Wednesday, December 8, 2010

Working Backwards

Growing up, I remember hearing about the idea that mystery writers took the ending and then worked backward.  It didn't make any sense to me.  Stories proceeded organically from start to finish.  The ending is a conclusion based on everything that happened before it. It simply can't be used as a starting point.

Having grown up, I can understand it better.  Once you know who the murderer is, you know why they did it, how they did it, and how they tried to cover it up.  Then you just put the other people in there and let everything unfold.

In all honesty, it still feels kind of crazy to me.  But what is even crazier is that it is the exact method I use to make jokes, and I have no problems with that.  Making jokes by working backwards is easy.

I start with a punchline.  "The early bird gets the worm."  Then I figure out the wordplay involved.  "There is a literal worm in tequila bottles."  Now I am talking about drinking tequila as getting the worm.  From there, I try to find a way to get the other key words in the punchline involved in a scene: "early" and "bird".  Early can always be visualized as sunrise, and bird can be any species, preferably very common and easily imagined (I will go with the pelican).  I now have my joke.

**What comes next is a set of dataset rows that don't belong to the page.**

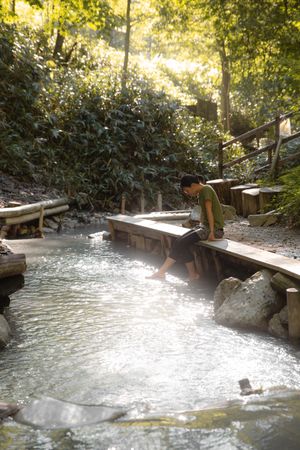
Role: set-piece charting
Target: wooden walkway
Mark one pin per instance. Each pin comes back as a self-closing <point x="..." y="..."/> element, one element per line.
<point x="155" y="230"/>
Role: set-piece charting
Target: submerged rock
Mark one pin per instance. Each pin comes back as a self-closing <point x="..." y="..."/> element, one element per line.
<point x="51" y="413"/>
<point x="5" y="331"/>
<point x="251" y="304"/>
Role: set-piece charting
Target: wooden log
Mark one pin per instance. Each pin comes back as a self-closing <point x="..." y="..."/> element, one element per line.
<point x="41" y="220"/>
<point x="123" y="203"/>
<point x="293" y="303"/>
<point x="236" y="196"/>
<point x="34" y="207"/>
<point x="10" y="265"/>
<point x="159" y="202"/>
<point x="142" y="203"/>
<point x="266" y="195"/>
<point x="222" y="188"/>
<point x="33" y="216"/>
<point x="250" y="198"/>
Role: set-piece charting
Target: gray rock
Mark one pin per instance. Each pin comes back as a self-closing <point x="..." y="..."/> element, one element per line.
<point x="51" y="224"/>
<point x="251" y="304"/>
<point x="51" y="413"/>
<point x="229" y="212"/>
<point x="224" y="290"/>
<point x="5" y="331"/>
<point x="283" y="315"/>
<point x="276" y="328"/>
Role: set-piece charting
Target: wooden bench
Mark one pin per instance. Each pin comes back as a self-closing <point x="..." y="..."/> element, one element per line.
<point x="151" y="229"/>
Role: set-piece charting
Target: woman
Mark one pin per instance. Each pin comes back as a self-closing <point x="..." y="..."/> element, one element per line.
<point x="210" y="229"/>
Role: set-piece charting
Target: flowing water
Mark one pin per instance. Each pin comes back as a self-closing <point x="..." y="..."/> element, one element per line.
<point x="89" y="328"/>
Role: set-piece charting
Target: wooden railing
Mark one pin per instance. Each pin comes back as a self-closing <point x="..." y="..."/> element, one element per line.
<point x="272" y="149"/>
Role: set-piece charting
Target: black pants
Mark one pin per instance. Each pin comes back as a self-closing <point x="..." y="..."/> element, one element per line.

Did you hear about the pelican who woke up at sunrise and drank a whole bottle of tequila?  He lived by that saying: The early bird gets the worm.


Seeing the process of making the joke, it's way less funny.  That's the nature of the beast.  But to hear that joke out of nowhere is pretty comical (assuming you have good delivery).  Try it on your friends.  Still, the point is that sometimes the easiest way to write things is to work backwards.  Really, it comes down to getting the hardest part done first, then filling in the blanks to make it fit.  Once again, proving that writing is a logical process.